The Qmet initiative, part of the National Quantum Mission (NQM), brings together 16 institutes and 40 researchers across India with a shared vision: to bridge the gap between fundamental quantum research and its practical applications. One of the key areas of focus is precision metrology, sensing, and imaging, using cutting-edge tools like the quantum diamond microscope and portable magnetometer, developed at IIT Bombay’s P-Quest Lab.
Diamonds, specifically lab-grown CVD diamonds, are central to Prof Saha’s research. Her team explores nitrogen vacancy (NV) centres in diamonds, which act as ultra-sensitive magnetic field sensors. This quantum diamond microscope, when excited with fluorescent light, detects red light emission, allowing it to measure magnetic fields at a highly sensitive level. One of the team’s primary goals is to apply this technology to non-destructive semiconductor testing, mapping magnetic fields within encapsulated chips.

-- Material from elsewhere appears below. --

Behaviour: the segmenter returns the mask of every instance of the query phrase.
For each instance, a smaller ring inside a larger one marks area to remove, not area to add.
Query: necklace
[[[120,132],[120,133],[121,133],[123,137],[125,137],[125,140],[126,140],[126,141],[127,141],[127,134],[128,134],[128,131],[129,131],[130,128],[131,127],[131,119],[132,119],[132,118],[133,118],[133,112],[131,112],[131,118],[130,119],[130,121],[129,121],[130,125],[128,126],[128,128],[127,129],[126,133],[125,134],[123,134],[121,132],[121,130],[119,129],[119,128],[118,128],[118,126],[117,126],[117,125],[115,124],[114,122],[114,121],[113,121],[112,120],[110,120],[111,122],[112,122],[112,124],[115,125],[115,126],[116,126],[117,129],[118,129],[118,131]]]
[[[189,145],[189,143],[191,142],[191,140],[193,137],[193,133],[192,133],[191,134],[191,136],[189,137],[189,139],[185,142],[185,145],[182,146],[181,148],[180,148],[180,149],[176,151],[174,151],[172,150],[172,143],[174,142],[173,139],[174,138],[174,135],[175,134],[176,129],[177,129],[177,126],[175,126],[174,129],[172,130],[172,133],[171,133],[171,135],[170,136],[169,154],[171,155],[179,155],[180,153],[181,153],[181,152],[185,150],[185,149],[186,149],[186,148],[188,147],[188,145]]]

The research also extends to biological sensing, where the team examines the magnetic fields generated by neuronal cultures. By precisely measuring these tiny magnetic fields, they hope to track individual neurons, opening up possibilities for advanced neurological research.
Moreover, the team is developing portable magnetometers that could be used in drones for surveillance, a significant step towards practical applications in various fields. Their research also explores different magnetic materials for quantum applications, including creating magnetic maps to improve understanding of quantum materials.
The Qmet hub’s efforts align with the NQM’s goal of advancing quantum technologies in India. With a focus on enhancing spatial resolution for quantum microscopy, IIT Bombay is paving the way for a new era of quantum devices that push the limits of sensitivity and precision.